Prenons ce pot de la marque Miel l'Apiculteur. Sur le devant, en grand, la mention "Miel d'Acacia" est accompagnée de celle du "Domaine Saint-Georges" et d'un écusson joliment illustré. La calligraphie soignée du nom de marque complète ce packaging résolument artisanal. Au dos, on lit une ode au miel : "une merveille de la nature", récoltée et extraite "avec la plus grande attention pour préserver ses saveurs et toutes ses qualités". Pourtant, dans l'étude, seuls 22% des consommateurs ont vu que ce miel est 100% hongrois. La provenance du pays est pourtant écrite noir sur jaune.

Second exemple, avec un pot de marque "La Ruche aux Délices". Ce miel certifié Agriculture Biologique et "mis en pot dans les Pyrénées" vient tout droit des ruches bulgares et brésiliennes. Précisons qu'il n'est pas possible de généraliser la provenance du miel à l'ensemble d'une marque. Elle varie d'un produit à l'autre, et d'une année à l'autre.
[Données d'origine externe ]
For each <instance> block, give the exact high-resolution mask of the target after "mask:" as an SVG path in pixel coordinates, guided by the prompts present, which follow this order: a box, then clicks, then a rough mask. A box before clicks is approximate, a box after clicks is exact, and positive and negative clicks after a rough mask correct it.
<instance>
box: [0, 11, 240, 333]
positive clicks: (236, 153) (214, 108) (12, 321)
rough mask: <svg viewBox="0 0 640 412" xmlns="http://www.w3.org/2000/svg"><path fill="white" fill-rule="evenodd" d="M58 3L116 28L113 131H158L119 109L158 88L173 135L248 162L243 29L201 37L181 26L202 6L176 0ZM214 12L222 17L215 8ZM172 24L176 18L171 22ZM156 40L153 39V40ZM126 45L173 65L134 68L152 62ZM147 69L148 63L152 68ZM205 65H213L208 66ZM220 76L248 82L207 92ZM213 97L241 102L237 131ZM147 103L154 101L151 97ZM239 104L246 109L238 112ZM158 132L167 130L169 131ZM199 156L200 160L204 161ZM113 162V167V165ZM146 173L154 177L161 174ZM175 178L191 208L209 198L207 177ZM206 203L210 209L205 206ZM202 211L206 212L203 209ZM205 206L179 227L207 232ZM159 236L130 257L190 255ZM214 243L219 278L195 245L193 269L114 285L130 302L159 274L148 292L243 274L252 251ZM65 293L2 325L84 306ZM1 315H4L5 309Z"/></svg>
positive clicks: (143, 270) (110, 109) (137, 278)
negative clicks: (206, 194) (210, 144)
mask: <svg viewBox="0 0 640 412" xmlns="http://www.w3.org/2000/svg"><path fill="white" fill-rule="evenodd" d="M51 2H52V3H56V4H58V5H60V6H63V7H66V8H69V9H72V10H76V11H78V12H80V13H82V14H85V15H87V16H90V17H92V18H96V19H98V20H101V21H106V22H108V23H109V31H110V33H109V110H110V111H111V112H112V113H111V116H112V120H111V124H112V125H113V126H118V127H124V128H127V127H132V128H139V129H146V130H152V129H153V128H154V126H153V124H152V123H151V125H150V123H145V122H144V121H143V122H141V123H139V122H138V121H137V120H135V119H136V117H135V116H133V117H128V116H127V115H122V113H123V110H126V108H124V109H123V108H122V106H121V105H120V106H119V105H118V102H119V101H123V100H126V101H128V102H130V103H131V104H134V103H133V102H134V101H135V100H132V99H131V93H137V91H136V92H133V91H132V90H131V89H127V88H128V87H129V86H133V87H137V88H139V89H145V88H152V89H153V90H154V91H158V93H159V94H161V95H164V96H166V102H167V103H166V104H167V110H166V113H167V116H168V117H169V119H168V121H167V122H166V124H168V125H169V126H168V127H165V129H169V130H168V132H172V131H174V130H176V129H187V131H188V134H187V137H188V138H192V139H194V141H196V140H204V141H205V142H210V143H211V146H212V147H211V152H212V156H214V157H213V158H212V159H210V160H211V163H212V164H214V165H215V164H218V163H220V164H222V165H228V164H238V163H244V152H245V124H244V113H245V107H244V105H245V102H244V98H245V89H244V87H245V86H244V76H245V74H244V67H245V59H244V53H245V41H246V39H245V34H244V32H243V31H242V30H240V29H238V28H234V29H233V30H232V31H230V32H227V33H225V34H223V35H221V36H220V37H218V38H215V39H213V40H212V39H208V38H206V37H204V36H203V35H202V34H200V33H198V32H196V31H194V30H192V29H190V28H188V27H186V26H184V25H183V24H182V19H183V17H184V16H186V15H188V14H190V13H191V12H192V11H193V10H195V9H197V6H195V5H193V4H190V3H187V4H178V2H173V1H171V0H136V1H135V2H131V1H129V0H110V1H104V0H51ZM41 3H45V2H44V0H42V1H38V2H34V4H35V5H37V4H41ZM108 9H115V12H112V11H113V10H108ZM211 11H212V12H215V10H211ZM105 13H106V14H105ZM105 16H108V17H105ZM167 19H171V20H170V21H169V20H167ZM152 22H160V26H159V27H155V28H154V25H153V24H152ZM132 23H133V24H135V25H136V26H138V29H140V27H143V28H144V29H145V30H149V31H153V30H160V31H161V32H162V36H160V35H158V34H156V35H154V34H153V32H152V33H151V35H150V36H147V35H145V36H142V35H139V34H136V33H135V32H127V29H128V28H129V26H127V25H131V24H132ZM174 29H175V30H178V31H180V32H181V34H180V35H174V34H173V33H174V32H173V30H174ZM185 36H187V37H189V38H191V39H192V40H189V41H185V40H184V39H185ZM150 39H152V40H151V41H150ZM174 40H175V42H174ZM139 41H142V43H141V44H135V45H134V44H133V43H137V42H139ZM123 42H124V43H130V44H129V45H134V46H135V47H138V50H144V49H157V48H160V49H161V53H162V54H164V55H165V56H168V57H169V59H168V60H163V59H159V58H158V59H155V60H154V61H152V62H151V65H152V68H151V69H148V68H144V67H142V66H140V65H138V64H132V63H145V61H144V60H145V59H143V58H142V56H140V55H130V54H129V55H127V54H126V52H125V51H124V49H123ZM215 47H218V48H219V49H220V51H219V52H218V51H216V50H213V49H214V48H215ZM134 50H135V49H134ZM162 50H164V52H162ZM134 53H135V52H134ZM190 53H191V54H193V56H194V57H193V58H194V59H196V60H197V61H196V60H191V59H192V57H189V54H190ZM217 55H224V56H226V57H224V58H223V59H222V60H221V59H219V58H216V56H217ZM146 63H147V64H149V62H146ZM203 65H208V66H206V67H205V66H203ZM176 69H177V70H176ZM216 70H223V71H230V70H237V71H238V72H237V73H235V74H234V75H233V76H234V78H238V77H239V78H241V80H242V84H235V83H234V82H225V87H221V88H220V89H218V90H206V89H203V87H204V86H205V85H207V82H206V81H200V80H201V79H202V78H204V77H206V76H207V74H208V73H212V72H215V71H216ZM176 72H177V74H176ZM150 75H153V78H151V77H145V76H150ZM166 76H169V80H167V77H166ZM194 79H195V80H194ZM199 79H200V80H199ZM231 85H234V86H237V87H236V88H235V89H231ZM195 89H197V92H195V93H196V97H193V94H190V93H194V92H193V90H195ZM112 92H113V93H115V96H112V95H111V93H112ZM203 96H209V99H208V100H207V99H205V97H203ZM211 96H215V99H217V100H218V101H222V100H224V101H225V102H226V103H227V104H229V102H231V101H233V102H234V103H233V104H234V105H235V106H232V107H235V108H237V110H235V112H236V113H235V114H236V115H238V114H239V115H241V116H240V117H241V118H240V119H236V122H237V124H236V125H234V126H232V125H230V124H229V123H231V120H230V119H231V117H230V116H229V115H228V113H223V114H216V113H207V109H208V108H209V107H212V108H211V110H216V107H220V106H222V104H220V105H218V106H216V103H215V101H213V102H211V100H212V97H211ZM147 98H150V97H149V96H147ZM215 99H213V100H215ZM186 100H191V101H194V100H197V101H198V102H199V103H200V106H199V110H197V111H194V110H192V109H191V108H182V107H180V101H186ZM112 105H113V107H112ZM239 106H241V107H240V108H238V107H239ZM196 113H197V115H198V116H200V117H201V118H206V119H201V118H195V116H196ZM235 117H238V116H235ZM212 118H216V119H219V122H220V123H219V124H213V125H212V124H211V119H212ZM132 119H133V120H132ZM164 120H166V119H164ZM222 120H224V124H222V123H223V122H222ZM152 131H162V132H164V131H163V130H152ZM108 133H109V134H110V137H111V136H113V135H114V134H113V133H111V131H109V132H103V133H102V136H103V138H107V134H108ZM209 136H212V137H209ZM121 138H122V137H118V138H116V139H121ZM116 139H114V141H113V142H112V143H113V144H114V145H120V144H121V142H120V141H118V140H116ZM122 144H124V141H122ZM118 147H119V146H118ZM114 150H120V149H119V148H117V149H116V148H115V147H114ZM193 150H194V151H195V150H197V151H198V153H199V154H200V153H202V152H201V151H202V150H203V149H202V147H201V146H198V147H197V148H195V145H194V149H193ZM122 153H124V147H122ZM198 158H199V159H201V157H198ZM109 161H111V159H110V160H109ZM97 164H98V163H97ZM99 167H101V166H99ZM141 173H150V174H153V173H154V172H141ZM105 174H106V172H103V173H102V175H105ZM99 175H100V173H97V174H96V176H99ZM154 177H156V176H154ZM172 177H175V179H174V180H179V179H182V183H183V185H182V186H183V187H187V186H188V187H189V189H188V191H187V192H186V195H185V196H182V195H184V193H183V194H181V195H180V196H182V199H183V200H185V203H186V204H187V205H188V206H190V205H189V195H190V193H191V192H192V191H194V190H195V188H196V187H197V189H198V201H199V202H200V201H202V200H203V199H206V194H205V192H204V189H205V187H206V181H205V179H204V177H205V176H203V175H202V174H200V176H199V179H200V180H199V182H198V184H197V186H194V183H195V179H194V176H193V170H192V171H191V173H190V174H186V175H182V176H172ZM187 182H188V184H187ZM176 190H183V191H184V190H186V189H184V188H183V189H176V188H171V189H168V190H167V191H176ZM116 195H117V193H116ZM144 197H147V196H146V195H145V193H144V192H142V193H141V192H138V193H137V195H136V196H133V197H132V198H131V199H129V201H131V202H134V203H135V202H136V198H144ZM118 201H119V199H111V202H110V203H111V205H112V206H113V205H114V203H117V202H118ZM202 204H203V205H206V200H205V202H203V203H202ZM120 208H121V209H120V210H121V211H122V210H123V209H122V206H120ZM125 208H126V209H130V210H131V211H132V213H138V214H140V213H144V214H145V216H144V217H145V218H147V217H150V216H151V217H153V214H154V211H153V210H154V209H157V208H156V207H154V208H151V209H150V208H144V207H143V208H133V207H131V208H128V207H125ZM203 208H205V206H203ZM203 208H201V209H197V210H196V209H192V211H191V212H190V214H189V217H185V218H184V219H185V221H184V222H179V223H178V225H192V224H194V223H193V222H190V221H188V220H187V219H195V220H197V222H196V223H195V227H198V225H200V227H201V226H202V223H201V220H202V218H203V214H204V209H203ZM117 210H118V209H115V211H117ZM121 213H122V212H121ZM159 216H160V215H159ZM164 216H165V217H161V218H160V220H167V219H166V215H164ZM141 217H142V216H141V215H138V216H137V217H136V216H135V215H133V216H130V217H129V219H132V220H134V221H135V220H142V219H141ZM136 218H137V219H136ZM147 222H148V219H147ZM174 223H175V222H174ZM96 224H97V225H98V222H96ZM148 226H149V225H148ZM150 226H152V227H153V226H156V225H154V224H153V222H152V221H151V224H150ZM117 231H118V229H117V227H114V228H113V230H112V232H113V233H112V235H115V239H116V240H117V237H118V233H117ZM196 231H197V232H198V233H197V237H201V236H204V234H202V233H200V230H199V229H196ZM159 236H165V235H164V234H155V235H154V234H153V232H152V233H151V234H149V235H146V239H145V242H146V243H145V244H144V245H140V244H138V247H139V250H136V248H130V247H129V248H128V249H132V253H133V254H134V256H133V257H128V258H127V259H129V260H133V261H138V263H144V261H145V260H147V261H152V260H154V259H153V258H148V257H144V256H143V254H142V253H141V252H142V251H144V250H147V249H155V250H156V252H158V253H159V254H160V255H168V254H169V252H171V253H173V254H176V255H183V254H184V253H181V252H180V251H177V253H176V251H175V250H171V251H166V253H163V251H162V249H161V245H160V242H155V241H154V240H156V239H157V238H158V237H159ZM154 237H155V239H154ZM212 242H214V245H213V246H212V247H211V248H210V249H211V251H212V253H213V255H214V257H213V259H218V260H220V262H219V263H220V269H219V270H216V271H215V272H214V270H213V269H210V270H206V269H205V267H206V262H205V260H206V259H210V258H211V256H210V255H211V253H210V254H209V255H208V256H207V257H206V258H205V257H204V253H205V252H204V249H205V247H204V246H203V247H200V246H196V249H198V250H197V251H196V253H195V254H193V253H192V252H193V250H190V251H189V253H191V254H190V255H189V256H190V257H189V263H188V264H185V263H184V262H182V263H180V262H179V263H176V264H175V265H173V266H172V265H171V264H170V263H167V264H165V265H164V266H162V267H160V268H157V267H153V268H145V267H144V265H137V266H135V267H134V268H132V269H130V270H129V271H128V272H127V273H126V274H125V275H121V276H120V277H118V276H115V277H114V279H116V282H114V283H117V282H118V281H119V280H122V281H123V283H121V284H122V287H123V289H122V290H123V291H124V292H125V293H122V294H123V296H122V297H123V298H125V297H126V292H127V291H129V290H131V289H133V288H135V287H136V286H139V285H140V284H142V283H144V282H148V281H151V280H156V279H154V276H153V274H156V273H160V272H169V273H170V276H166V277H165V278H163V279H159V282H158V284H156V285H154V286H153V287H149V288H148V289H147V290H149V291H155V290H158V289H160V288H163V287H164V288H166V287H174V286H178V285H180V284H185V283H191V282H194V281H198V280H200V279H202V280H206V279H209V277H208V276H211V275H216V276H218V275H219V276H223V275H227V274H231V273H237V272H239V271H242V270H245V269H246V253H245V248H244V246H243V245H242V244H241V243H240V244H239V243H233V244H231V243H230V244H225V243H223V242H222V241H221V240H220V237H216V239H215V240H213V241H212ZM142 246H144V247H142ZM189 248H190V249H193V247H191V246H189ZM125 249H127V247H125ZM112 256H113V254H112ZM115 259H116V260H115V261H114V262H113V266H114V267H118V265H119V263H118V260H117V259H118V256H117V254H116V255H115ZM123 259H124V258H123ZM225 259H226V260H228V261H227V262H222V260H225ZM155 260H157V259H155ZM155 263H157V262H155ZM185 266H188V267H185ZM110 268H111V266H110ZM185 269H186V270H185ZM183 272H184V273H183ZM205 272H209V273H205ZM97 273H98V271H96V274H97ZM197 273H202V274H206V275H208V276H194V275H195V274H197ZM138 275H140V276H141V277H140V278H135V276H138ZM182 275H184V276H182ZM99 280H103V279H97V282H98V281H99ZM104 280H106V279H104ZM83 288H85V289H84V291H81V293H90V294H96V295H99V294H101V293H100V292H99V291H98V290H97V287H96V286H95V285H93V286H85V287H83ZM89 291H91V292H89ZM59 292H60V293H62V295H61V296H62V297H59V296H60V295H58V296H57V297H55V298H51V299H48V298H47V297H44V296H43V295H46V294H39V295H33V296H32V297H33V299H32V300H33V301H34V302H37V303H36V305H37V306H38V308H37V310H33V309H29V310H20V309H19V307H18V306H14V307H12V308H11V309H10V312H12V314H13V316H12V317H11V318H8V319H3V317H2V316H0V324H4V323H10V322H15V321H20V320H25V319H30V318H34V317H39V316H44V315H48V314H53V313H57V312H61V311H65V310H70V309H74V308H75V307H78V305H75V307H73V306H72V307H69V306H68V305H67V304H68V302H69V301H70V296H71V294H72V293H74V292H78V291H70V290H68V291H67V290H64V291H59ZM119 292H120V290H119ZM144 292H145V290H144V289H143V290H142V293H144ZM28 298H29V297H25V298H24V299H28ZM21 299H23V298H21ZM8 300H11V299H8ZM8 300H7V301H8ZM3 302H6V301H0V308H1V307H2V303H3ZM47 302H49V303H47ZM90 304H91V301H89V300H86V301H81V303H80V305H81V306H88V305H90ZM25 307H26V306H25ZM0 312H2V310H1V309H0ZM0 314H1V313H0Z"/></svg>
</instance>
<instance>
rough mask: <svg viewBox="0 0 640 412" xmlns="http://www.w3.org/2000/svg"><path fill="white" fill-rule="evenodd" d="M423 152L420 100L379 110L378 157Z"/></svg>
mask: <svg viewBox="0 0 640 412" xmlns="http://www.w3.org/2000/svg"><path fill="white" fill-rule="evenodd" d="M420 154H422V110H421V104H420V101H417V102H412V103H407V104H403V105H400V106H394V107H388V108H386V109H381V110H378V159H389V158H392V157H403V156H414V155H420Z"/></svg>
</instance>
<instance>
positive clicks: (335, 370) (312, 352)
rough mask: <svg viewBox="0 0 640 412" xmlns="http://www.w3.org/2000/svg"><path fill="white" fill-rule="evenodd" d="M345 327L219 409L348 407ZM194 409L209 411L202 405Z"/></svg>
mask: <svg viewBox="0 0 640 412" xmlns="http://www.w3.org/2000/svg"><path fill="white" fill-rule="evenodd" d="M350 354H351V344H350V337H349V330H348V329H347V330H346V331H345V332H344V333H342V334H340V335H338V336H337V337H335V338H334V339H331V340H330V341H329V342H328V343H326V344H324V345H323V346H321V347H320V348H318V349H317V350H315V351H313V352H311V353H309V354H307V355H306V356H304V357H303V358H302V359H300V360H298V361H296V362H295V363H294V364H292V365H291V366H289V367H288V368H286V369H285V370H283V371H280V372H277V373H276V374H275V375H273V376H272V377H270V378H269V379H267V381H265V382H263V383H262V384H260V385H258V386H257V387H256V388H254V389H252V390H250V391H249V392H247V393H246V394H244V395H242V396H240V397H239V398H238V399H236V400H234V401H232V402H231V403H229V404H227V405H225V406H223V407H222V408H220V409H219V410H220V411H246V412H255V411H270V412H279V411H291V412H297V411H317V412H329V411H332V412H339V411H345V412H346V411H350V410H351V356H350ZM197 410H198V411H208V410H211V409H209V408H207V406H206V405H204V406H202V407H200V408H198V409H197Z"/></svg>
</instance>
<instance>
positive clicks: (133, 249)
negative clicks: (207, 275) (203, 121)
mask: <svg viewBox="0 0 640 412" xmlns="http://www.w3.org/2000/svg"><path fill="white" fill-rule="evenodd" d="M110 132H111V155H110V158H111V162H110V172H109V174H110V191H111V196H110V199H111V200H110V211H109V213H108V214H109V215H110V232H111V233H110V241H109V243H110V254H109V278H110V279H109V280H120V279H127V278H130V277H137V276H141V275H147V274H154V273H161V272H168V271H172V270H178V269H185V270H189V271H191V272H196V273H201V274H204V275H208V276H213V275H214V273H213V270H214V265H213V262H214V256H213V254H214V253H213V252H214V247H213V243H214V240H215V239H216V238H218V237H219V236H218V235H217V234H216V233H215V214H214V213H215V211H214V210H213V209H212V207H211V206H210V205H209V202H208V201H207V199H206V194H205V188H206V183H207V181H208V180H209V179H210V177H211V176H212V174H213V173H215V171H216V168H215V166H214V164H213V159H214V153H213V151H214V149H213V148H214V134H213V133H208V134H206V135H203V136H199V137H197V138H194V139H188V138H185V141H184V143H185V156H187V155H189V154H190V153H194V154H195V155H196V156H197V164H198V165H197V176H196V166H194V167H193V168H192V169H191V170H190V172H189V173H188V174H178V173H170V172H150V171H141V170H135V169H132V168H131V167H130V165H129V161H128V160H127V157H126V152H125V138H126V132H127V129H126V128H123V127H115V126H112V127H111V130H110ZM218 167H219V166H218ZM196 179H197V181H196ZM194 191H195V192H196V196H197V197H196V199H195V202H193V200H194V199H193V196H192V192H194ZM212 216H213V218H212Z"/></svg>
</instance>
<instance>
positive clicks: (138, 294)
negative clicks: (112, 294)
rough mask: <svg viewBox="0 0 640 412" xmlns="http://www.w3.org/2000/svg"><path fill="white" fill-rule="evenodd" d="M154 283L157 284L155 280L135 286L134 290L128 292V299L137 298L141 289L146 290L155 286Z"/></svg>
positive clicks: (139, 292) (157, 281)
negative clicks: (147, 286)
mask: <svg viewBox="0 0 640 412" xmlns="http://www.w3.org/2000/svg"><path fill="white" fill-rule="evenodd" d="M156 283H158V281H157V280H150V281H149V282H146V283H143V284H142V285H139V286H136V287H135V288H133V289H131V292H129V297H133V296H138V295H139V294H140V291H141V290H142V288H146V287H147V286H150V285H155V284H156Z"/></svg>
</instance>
Mais prendre le temps de lire attentivement l'étiquette ne suffit pas toujours. Selon la composition du miel, les industriels n'ont pas toujours l'obligation d'en indiquer la provenance. "En vertu du principe de reconnaissance mutuelle, il maintient la possibilité pour les miels en mélange conditionnés hors de France, de remplacer la mention des pays d'origine par les mentions 'Mélange de miels originaires de l'UE', 'Mélange de miels non originaires de l'UE' ou 'Mélange de miels originaires et non originaires de l'UE'", indique la Direction générale de la concurrence.
Mais cette réglementation va bientôt évoluer. À partir du 14 juin 2026, les règles introduites par la directive européenne dite "Breakfast" s'appliquent. "Si le miel est originaire de plusieurs pays, les pays d'origine où le miel a été récolté sont indiqués sur l'étiquette dans le champ visuel principal, par ordre pondéral décroissant, avec le pourcentage que chacun de ces pays d'origine représente", indique le décret d'application.
Pour simplifier l'achat, Henri Clément conseille de ne pas prendre de miel de mélange. "Une véritable aberration", selon lui. "Je prends souvent l'exemple du vin. Qui accepterait de boire un mélange de vins moldave, argentin et algérien ? Personne. Tout comme le vin, le miel est un produit noble qu'il faut respecter."